Leaders also surround themselves with people worthy of their title, taxpayer compensation, and public trust. Personnel is policy, President Reagan said, and he was correct. The governor’s zero tolerance for this type of outrageous behavior should be clearer moving forward. There were cracks in what many see as a tight Christie ship. Their boss’s no-nonsense approach to people is not the same as their indifference to thousands of their own constituents’ need to get to school, work, the hospital, and airports absent man-made hassle. Christie may be glib and jocular at town halls, but he never would halt a town to prove a point.

Now imagine if we could fire every political consultant for being “callous and indifferent” (or just plain full of themselves) . . .

How was such an awful day one of his finest?
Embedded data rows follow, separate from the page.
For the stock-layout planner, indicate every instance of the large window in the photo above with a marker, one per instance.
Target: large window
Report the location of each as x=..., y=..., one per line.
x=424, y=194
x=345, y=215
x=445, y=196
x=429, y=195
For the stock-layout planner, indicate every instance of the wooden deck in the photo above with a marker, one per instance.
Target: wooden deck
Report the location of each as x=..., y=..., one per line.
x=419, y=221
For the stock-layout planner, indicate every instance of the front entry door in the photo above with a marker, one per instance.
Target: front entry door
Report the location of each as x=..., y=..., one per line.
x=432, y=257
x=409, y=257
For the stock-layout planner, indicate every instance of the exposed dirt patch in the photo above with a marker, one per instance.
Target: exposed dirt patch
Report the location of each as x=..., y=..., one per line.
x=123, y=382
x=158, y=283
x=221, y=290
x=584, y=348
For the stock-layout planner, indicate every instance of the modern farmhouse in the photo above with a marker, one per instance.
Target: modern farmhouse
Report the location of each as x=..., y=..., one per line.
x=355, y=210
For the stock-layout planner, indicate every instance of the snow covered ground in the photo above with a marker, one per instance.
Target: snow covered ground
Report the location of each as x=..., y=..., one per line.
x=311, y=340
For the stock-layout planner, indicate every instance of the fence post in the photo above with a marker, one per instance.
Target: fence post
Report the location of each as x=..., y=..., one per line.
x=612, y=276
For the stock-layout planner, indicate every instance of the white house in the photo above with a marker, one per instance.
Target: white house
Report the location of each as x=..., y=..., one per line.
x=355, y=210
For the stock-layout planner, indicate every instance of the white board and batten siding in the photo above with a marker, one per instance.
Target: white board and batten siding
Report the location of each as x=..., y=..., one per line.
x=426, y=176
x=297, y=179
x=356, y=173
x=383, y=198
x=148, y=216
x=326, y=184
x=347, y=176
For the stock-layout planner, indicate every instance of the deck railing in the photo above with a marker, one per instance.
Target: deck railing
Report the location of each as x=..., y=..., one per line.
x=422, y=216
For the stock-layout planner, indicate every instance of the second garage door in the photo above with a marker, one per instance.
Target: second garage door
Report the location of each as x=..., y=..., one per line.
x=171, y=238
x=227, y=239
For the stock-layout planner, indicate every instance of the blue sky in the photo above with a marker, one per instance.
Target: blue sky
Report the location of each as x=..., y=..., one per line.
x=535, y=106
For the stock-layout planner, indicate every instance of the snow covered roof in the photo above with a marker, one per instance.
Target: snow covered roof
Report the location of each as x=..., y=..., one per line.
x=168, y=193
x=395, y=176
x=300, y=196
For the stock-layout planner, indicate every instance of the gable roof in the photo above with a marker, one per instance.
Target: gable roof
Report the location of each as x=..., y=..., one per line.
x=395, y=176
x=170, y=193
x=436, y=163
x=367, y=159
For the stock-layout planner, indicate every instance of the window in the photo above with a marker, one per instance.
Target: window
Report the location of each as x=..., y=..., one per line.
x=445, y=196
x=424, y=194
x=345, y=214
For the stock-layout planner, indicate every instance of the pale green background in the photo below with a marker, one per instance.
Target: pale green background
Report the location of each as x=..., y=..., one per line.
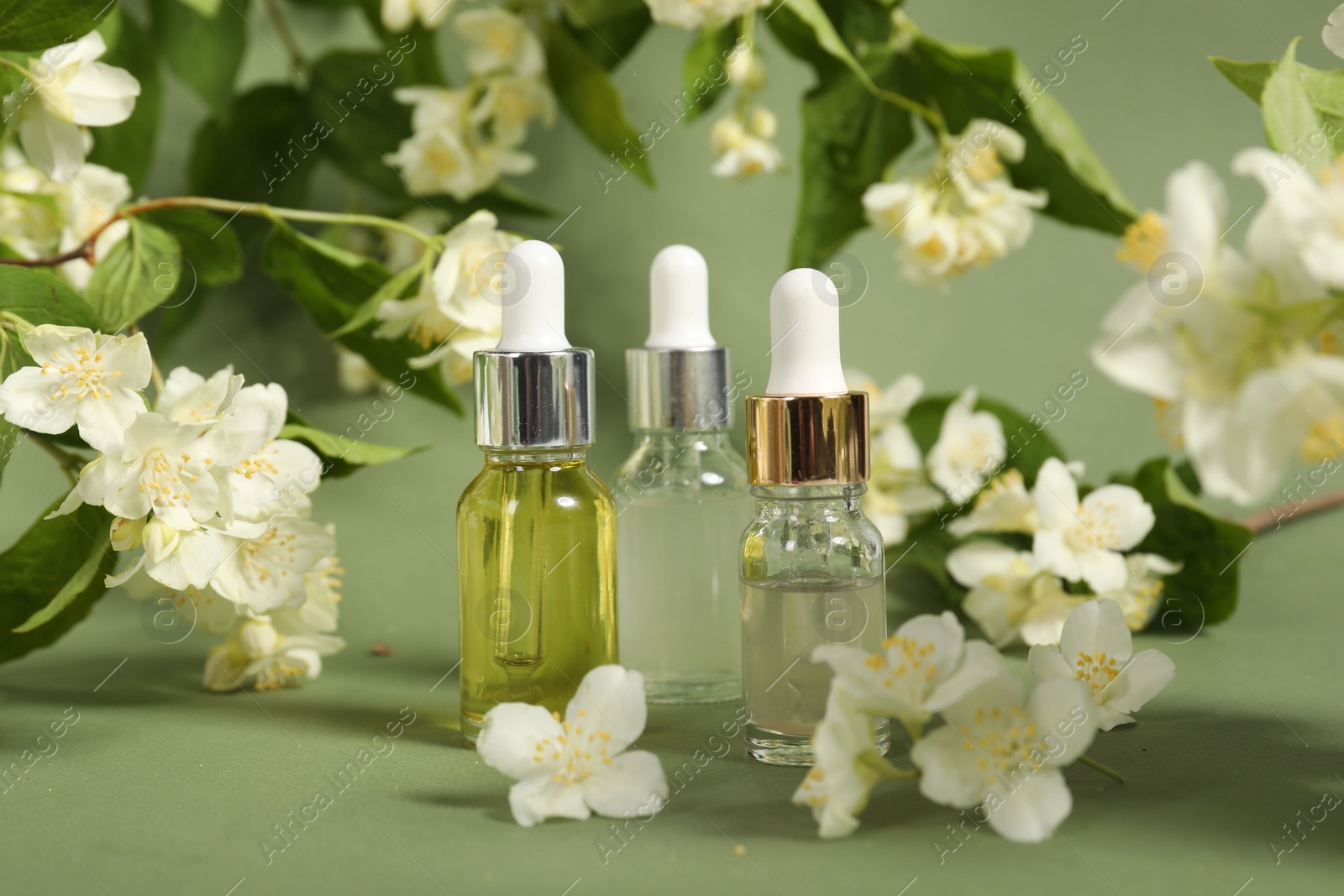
x=163, y=789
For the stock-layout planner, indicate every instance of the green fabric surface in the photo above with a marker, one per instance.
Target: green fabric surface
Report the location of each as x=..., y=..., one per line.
x=165, y=789
x=161, y=788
Because oddly enough this major setback may well have enhanced Christie’s position for 2016. As Mitt Romney knows now, people like people who are like them. Christie made a mistake, apologized, promptly removed those who erred, and resolved to make right a horrible situation. After eight years of a president who displays no such skills, Americans may hope for a different kind of change. 

—​ Kellyanne Conway is president and CEO of the polling company/WomenTrend.